Given this passivity, Aristotle argued that the woman must be associated with other passive things, like being cold and slow. The man, being dynamic and energetic, must be hot and fast. From this, Aristotle concluded that any defects or problems in childbirth can only be due to the sluggishness of the female womb. Even the positive biological aspects of being female, such as greater longevity, were put down to this cold rigidity — a lack of metabolism and spirit. Most notorious of all, since Aristotle believed that female children were themselves the result of an incomplete and underdeveloped gestation, women were simply "mutilated males" whose mothers' cold wombs had overpowered the warm, vital, male sperm.
Aristotle can still be counted as a great mind, but when it came to women, his ideas have not aged well in just how far they negatively influenced what came after. Given that his works were seen as the authority well into the 16th century, he left quite the pernicious legacy.
A wandering womb
But, how much can we really blame Aristotle? Without the aid of modern scientific equipment, physicians and biologists were left to guess about female anatomy. Unfortunately, the damage was done, and Aristotle's ideas of a troublesome uterus became so mainstream that they led to one of the more bizarre ideas in medical history: the wandering womb.

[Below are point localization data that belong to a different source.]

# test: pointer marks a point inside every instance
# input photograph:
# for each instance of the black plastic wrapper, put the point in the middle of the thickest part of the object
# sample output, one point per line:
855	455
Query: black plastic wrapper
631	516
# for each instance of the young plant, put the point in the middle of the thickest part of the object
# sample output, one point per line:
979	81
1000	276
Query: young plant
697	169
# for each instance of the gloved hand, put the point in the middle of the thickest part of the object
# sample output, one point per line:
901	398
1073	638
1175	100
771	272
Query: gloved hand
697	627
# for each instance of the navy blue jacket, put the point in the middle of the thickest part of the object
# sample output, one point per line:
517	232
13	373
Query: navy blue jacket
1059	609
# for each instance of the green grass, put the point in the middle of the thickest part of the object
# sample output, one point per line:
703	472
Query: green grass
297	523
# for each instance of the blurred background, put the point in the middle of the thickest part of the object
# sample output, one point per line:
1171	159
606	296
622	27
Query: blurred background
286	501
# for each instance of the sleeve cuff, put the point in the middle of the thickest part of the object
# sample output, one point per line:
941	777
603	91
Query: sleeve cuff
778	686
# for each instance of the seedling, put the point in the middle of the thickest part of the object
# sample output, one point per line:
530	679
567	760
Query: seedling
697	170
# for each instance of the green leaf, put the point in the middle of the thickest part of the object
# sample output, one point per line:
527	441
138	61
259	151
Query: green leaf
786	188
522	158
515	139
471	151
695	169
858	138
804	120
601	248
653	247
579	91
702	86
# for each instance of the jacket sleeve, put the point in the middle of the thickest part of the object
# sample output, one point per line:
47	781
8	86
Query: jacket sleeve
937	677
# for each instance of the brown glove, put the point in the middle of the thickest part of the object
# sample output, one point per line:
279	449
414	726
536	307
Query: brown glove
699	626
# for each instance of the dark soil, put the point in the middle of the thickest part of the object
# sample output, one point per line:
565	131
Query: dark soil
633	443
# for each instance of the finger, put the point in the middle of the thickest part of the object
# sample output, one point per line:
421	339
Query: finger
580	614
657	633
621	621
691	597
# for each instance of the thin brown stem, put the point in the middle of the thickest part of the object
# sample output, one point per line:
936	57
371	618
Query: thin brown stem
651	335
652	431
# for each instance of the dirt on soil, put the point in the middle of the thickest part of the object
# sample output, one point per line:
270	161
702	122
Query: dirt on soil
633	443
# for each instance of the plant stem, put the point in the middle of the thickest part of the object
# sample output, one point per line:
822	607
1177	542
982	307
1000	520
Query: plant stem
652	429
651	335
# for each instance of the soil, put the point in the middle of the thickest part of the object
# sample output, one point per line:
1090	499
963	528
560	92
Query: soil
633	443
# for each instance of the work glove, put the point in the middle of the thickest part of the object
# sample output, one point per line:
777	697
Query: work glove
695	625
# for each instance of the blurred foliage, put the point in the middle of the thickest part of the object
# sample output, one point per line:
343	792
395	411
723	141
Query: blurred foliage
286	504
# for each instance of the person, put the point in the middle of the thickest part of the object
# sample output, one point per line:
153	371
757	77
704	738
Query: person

The "wandering womb" is the idea that the womb is actually some kind of roaming parasite in the body, possibly even a separate organism. According to this theory, after a woman menstruates, her womb becomes hot and dry and so becomes extra mobile. It is transformed into a voracious hunter. The womb will dart from organ to organ, seeking to steal its moisture and other vital fluids. This parasitic behavior caused all sorts of (female only) illnesses.
If a woman had asthma, the womb was leeching the lungs. Stomach aches, it was in the gut. And if it attacked the heart (which the ancients thought was the source of our thoughts), then it would cause all manner of mental health issues. In fact, the Greek word for womb is "hystera," and so when we call someone (often a woman) hysterical, we are saying that their womb is causing mischief.
The "solutions" or "remedies" for a wandering womb were as strange as the theory. Since the womb was supposed to be attracted to sweet smells, placing flowers or perfumes around the vagina would "lure" it down. On the flip side, if you smoked noxious substances or ate disgusting foods, it would "repel" the womb away. By using all manner of smells, you could make the womb move wherever you wanted.
The oddest "remedy" — and most male-centric of all — is that, since the wandering womb was said to be caused by heat and dryness, a good solution would be male semen, which was thought of as cooling and wet. And so, the ancient and highly inaccurate myth was born that sex could cure a woman of her "hysteria."
A lingering problem
We live today with the legacy of this kind of thinking. Freud was much taken with the idea of "hysteria," and although he did accept that men could be subject to it as well, he believed it was overwhelmingly a female problem caused by female biology. The woman, for Freud, is mostly defined by her "sexual function." What Freud calls "normal femininity" (the preferred and best outcome) is defined by passivity. A woman's ideal development is one which moves from being active and "phallic" to passive and vaginal.
Nowadays, Freud and Aristotle's legacy lies in just how easily women are defined by their sexuality. Given that men and women, both, are equally dependent on their biology, it is curious how much more often women are reduced to theirs. The idea that women are more emotional or slaves to their hormones than men is still a depressingly familiar trope. It is an idea that goes back to the Greeks.
If we think biology is important to who we are (as it most certainly is), we ought to make sure that the biology is as good and accurate as it can be.